Results A total of 219 patients (n = 108 in the frozen FMT group and n = 111 in the fresh FMT group) were included in the modified intention-to-treat (mITT) population and 178 (frozen FMT: n = 91, fresh FMT: n = 87) in the per-protocol population.  In the per-protocol population, the proportion of patients with clinical resolution was 83.5% for the frozen FMT group and 85.1% for the fresh FMT group (difference, −1.6% [95% CI, –10.5% to ∞]; p = .01 for noninferiority).  In the mITT population the clinical resolution was 75.0% for the frozen FMT group and 70.3% for the fresh FMT group (difference, 4.7% [95% CI, –5.2% to ∞]; p< .001 for noninferiority).  There were no differences in the proportion of adverse or serious adverse events between the treatment groups.

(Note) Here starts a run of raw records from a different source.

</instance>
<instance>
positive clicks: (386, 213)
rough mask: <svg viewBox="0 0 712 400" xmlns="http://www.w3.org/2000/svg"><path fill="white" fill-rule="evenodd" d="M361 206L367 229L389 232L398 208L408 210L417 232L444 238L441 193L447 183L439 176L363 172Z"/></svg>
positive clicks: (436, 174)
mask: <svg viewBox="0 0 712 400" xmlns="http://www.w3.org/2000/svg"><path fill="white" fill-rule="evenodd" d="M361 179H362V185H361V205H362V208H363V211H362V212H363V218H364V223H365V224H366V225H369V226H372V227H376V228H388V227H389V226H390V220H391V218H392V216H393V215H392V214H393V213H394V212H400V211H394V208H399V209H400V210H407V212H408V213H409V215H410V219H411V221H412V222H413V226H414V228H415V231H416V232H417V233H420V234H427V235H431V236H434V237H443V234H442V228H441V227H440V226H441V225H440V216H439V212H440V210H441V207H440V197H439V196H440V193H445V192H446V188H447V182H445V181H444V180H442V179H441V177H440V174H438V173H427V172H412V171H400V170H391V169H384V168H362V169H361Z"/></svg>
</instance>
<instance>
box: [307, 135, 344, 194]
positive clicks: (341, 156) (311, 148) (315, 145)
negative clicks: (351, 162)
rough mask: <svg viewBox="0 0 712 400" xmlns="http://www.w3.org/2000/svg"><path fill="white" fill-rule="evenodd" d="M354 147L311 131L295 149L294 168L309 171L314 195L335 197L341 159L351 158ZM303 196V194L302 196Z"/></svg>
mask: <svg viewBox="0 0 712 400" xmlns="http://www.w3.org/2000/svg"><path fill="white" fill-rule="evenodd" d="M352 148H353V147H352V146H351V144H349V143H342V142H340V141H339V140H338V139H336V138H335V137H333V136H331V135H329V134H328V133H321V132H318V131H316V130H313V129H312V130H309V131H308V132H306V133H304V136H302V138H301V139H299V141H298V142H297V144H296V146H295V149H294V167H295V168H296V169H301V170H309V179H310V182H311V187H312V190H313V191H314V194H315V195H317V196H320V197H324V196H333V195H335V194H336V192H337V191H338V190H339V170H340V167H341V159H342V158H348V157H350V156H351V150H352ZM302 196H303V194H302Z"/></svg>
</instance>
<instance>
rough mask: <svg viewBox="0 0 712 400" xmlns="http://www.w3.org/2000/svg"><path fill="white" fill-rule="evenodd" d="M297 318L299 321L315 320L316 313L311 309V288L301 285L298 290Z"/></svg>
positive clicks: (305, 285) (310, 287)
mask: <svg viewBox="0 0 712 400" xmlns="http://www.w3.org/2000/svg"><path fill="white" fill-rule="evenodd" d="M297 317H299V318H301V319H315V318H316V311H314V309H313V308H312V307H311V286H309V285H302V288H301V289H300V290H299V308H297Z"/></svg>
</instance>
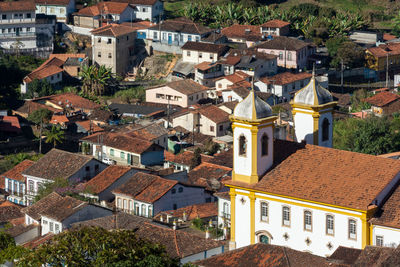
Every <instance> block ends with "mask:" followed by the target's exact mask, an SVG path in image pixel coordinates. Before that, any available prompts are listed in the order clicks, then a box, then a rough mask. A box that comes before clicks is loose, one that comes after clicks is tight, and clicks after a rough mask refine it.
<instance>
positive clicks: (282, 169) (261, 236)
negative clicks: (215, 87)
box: [225, 75, 400, 256]
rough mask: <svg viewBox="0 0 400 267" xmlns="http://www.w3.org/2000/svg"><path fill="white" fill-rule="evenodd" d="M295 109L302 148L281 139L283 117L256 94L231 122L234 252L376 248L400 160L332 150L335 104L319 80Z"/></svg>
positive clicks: (300, 97)
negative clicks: (381, 224) (266, 246)
mask: <svg viewBox="0 0 400 267" xmlns="http://www.w3.org/2000/svg"><path fill="white" fill-rule="evenodd" d="M291 105H292V108H293V117H294V118H293V120H294V126H295V137H296V139H297V140H298V141H299V142H290V141H283V140H274V138H273V130H274V121H275V120H276V118H277V117H276V116H273V114H272V109H271V107H270V106H269V105H268V104H267V103H265V102H264V101H262V100H261V99H260V98H258V97H257V96H256V94H255V93H254V91H253V90H252V91H251V92H250V94H249V95H248V96H247V97H246V98H245V99H243V101H241V102H240V103H239V104H237V106H236V107H235V109H234V112H233V114H232V115H231V116H230V119H231V121H232V129H233V137H234V145H233V153H234V156H233V171H232V180H229V181H227V182H226V183H225V185H226V186H227V187H229V190H230V191H229V195H230V205H231V206H230V208H231V233H230V243H229V246H230V249H235V248H240V247H243V246H247V245H250V244H255V243H258V242H262V243H268V244H274V245H281V246H287V247H290V248H293V249H296V250H299V251H307V252H310V253H313V254H316V255H319V256H329V255H331V254H332V253H333V252H334V251H335V249H336V248H337V247H338V246H346V247H352V248H359V249H362V248H364V247H365V246H366V245H375V244H376V240H375V239H377V237H375V236H374V230H373V229H374V227H373V225H372V224H371V222H370V221H371V219H373V218H374V216H376V214H377V213H379V212H378V211H380V212H381V207H382V206H383V205H384V204H385V202H386V201H387V199H388V198H389V197H390V196H391V195H392V193H393V192H394V191H395V190H396V188H397V186H398V184H399V182H400V161H398V160H393V159H387V158H381V157H377V156H372V155H366V154H360V153H354V152H349V151H342V150H337V149H333V148H331V147H332V138H333V134H332V132H333V110H334V107H335V105H336V102H334V101H333V98H332V95H331V94H330V92H329V91H328V90H326V89H324V88H322V87H321V86H320V85H318V83H317V81H316V79H315V77H314V75H313V77H312V78H311V80H310V82H309V84H308V85H306V86H305V87H304V88H303V89H301V90H299V91H298V92H297V93H296V94H295V96H294V98H293V100H292V102H291ZM398 233H399V231H397V234H398ZM399 240H400V239H399Z"/></svg>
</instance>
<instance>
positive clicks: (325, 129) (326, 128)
mask: <svg viewBox="0 0 400 267" xmlns="http://www.w3.org/2000/svg"><path fill="white" fill-rule="evenodd" d="M327 140H329V120H328V119H327V118H325V119H324V120H323V122H322V141H327Z"/></svg>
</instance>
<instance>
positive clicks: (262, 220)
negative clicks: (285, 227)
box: [261, 202, 268, 222]
mask: <svg viewBox="0 0 400 267" xmlns="http://www.w3.org/2000/svg"><path fill="white" fill-rule="evenodd" d="M261 221H263V222H267V221H268V203H267V202H261Z"/></svg>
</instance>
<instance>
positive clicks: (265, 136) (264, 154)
mask: <svg viewBox="0 0 400 267" xmlns="http://www.w3.org/2000/svg"><path fill="white" fill-rule="evenodd" d="M268 139H269V138H268V135H266V134H263V136H262V137H261V156H266V155H268Z"/></svg>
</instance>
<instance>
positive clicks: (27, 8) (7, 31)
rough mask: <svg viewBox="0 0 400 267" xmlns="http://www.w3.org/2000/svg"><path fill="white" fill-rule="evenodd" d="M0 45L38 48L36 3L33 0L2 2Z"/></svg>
mask: <svg viewBox="0 0 400 267" xmlns="http://www.w3.org/2000/svg"><path fill="white" fill-rule="evenodd" d="M0 19H1V20H0V47H1V48H5V49H9V48H14V49H31V48H36V47H37V46H36V25H35V4H34V3H33V2H31V1H10V2H0Z"/></svg>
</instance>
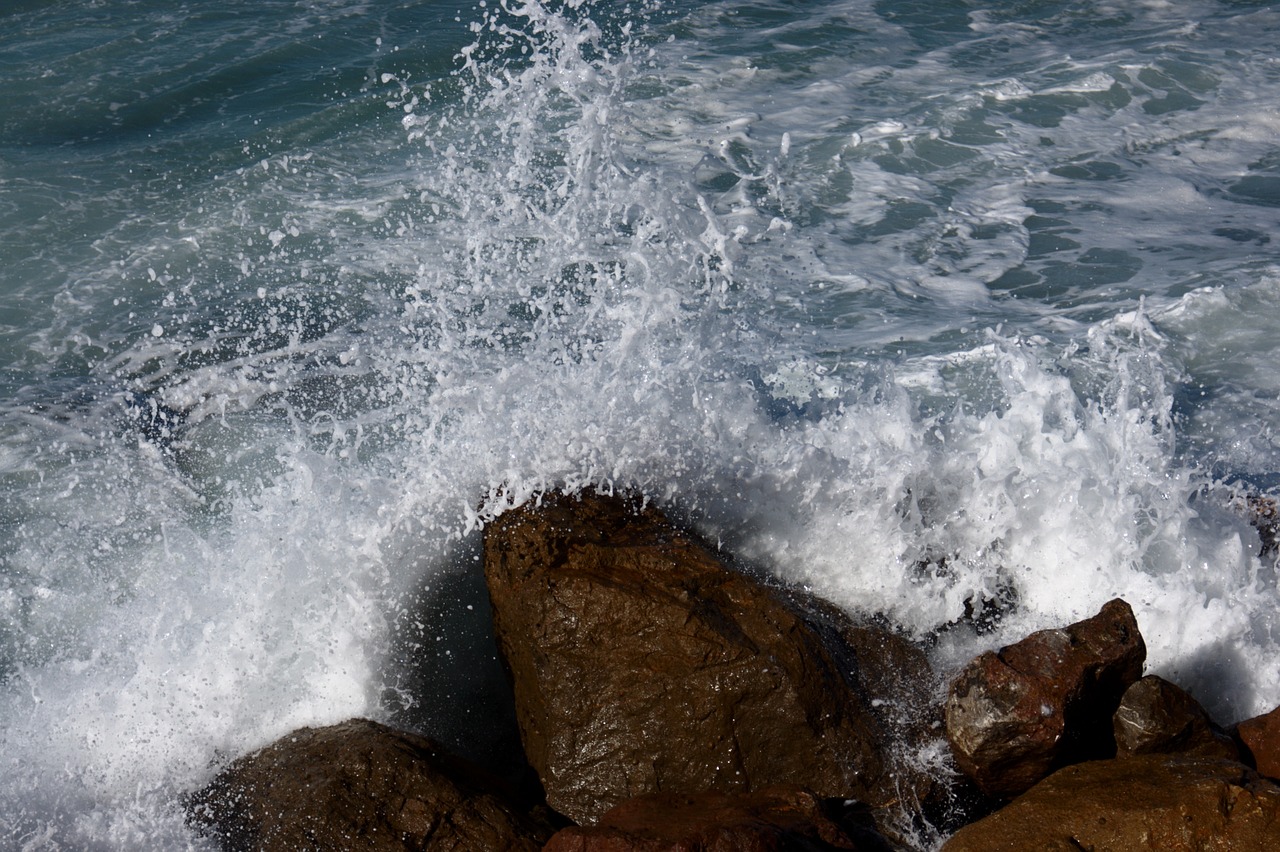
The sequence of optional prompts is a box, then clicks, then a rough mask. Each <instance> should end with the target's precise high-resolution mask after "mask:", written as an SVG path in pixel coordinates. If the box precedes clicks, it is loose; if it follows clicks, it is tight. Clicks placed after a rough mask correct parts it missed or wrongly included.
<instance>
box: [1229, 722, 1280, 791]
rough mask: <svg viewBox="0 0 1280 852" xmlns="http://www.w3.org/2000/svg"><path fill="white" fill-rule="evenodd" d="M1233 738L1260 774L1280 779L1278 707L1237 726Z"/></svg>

Adverse Events Common Adverse Events: transient diarrhea (70%), abdominal cramps (10%), or nausea (<5%) during the 24 hours following an FMT and constipation (20%) and excess flatulence (25%) during the follow-up period
Serious Adverse Events: Twelve patients (eight in the frozen FMT group and 4 in the fresh FMT group) required hospitalization because of illnesses unrelated to FMT following clinical resolution of CDI after FMT. A total of 19 patients (six in the frozen FMT group and 13 in the fresh FMT group) died during the 13-week study period.  Four patients (two in the frozen FMT group and two in the fresh FMT group) died with unresolved CDI: of these, one had received three FMTs, two had received two FMTs, and the other had received a single FMT.

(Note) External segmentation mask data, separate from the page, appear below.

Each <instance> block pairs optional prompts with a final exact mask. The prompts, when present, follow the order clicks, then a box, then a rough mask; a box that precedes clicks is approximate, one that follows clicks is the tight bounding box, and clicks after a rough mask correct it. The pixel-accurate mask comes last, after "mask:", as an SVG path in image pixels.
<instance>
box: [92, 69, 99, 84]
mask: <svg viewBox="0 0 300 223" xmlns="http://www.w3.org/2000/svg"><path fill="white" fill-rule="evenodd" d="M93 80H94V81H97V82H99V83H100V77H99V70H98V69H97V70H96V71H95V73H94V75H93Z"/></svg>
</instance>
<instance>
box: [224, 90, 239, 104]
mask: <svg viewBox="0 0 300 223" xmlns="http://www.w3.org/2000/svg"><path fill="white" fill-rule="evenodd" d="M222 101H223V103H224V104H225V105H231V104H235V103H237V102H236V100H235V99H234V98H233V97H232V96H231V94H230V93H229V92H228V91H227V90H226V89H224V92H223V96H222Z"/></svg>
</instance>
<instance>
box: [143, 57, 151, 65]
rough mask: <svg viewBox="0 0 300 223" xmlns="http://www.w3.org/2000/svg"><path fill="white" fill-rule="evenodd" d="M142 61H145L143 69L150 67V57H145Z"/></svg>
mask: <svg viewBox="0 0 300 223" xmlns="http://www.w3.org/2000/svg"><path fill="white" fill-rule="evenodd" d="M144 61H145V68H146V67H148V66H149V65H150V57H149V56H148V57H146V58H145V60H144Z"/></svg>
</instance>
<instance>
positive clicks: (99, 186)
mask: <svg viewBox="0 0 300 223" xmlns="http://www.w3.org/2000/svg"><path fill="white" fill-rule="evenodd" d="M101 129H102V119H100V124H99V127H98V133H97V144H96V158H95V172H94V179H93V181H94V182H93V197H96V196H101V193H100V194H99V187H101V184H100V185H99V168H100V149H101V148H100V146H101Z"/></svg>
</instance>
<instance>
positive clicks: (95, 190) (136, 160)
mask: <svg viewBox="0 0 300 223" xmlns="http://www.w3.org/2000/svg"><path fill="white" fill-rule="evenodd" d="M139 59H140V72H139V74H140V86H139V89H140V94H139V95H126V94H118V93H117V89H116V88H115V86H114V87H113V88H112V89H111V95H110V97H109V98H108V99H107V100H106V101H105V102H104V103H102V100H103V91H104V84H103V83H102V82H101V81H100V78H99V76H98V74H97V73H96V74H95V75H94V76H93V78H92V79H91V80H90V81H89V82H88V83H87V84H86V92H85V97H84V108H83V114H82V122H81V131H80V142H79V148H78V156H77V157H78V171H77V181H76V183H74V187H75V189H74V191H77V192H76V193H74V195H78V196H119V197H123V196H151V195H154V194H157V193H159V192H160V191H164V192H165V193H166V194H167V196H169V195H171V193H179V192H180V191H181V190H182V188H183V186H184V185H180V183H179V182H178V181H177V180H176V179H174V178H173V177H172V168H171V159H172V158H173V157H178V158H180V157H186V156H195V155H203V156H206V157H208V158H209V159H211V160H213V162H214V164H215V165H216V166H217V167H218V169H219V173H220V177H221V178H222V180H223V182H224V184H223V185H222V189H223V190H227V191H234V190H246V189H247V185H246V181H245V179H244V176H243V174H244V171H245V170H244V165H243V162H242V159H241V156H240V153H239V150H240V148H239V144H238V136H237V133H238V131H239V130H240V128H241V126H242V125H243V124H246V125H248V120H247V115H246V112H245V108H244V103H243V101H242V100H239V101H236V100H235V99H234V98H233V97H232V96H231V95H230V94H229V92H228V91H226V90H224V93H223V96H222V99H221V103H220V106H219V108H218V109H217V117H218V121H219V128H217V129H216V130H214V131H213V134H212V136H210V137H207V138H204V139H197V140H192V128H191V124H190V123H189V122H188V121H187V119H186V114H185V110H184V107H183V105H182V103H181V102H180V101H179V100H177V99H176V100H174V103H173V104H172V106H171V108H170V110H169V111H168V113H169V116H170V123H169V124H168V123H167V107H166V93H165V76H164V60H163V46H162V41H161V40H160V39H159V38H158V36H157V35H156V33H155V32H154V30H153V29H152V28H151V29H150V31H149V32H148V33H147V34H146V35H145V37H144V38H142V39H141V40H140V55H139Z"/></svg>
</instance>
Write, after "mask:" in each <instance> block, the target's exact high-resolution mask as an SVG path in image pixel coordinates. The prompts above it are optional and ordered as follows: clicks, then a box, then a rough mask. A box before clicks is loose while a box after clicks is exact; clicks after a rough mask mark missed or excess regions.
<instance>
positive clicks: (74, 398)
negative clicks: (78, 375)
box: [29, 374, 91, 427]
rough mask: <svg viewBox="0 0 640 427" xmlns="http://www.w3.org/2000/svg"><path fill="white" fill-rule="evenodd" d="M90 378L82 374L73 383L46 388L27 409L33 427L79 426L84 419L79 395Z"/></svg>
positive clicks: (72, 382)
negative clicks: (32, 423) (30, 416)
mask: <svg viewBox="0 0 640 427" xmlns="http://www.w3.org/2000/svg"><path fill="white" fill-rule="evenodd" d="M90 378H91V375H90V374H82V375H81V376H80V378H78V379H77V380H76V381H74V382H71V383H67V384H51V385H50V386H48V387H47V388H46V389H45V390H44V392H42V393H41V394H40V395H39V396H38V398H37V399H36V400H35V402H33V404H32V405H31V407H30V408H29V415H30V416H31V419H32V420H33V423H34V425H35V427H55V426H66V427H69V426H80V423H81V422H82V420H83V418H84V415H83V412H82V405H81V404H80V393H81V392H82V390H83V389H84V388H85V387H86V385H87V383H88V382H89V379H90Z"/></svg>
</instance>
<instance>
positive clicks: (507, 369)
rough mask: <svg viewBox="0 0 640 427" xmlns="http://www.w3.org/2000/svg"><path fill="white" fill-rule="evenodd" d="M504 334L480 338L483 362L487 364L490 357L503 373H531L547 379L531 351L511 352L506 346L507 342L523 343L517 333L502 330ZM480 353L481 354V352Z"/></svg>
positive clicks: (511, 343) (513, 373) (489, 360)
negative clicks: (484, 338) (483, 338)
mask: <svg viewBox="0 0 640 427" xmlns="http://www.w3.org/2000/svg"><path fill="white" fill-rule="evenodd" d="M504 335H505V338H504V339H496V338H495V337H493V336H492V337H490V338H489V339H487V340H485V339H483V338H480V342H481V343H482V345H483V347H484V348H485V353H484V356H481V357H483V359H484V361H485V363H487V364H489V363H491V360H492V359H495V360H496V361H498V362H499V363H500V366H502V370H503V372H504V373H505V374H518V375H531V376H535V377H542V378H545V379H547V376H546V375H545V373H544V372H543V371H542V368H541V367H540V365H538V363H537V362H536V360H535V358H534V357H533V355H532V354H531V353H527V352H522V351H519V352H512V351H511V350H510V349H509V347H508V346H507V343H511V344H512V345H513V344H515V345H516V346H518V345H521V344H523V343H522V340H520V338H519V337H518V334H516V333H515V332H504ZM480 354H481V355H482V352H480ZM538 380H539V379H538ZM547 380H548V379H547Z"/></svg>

Percentage that Discontinued due to Adverse Events: N/A
Study Author Conclusions Among adults with recurrent or refractory CDI, the use of frozen compared with fresh FMT did not result in worse proportion of clinical resolution of diarrhea.  Given the potential advantages of providing frozen FMT, its use is a reasonable option in this setting.

 

The results of this randomized double-blind trial shows that frozen fecal microbiota is not inferior to treatment with fresh fecal micobiota thus allowing for numerous advantages in preparation and safety.  The protocol used in this study utilizes disposable equipment and does not necessitate specialized, costly equipment. Furthermore, administration by enema is less invasive than colonoscopy or nasogastric administration.  Finally, frozen FMT reduces the number and frequency of donor screenings compared with fresh FMT.  Together, all of these advantages may potentially reduce cost with similar outcomes. [3]

References

  1. Lessa FC, Mu Y, Bamberg WM, et al. Burden of Clostridium difficile infection in the United States. N Engl J Med. 2015;372(9):825-34.

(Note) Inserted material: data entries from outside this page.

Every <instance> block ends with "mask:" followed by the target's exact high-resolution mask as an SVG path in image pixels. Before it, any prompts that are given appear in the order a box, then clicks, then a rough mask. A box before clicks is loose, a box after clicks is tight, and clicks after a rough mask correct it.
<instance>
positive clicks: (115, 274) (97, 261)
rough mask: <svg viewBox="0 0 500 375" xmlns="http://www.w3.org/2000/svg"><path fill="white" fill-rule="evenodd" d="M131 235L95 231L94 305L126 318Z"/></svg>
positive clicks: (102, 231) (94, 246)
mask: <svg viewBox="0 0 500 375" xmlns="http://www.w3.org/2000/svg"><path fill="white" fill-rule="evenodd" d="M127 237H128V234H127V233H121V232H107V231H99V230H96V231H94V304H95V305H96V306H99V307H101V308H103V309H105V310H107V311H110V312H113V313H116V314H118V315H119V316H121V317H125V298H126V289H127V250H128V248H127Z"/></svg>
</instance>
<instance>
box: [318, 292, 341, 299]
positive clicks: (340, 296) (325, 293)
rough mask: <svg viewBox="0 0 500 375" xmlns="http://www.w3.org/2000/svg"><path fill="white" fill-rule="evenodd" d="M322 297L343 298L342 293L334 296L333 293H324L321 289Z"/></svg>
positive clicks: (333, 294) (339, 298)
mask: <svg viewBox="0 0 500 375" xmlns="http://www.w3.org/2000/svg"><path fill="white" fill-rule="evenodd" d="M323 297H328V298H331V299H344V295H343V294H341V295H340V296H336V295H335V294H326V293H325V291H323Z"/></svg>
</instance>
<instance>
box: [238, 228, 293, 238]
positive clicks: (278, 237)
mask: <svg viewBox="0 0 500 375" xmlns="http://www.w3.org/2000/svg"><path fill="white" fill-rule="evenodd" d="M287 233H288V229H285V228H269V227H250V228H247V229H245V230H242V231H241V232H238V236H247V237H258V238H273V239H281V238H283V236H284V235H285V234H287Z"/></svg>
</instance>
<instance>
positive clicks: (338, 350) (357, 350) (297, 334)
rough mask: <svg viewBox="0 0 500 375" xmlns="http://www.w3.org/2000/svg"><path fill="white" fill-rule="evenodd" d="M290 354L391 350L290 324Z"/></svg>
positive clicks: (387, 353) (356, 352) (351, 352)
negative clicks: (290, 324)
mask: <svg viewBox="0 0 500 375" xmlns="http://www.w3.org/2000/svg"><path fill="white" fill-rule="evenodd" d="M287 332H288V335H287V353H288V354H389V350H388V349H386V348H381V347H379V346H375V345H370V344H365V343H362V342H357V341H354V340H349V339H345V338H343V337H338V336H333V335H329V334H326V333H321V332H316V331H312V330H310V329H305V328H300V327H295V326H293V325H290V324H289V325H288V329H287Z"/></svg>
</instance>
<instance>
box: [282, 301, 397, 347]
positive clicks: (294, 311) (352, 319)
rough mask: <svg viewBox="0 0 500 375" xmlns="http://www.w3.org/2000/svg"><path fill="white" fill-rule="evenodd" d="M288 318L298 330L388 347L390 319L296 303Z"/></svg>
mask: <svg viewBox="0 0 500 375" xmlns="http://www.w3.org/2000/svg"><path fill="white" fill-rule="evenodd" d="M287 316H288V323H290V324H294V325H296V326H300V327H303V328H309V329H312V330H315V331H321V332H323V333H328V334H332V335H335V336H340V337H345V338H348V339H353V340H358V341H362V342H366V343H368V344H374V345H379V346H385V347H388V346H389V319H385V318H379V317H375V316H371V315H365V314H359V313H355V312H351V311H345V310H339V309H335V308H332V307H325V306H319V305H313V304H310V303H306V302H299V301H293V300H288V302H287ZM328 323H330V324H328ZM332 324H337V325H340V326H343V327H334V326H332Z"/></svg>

  1. Cohen, SH, et al. Clinical Practice Guidelines for Clostridium difficile Infection in Adults: 2010 Update by the Society for Healthcare Epidemiology of America (SHEA) and the Infectious Disease Society of America (IDSA). Infection Control and Hospital Epidemiology. 2010;31(5):431-455.
  1. Lee CH, Steiner T, Petrof EO, et al. Frozen vs Fresh Fecal Microbiota Transplantation and Clinical Resolution of Diarrhea in Patients With Recurrent Clostridium difficile Infection: A Randomized Clinical Trial. JAMA. 2016;315(2):142-149. doi:10.1001/jama.2015.18098.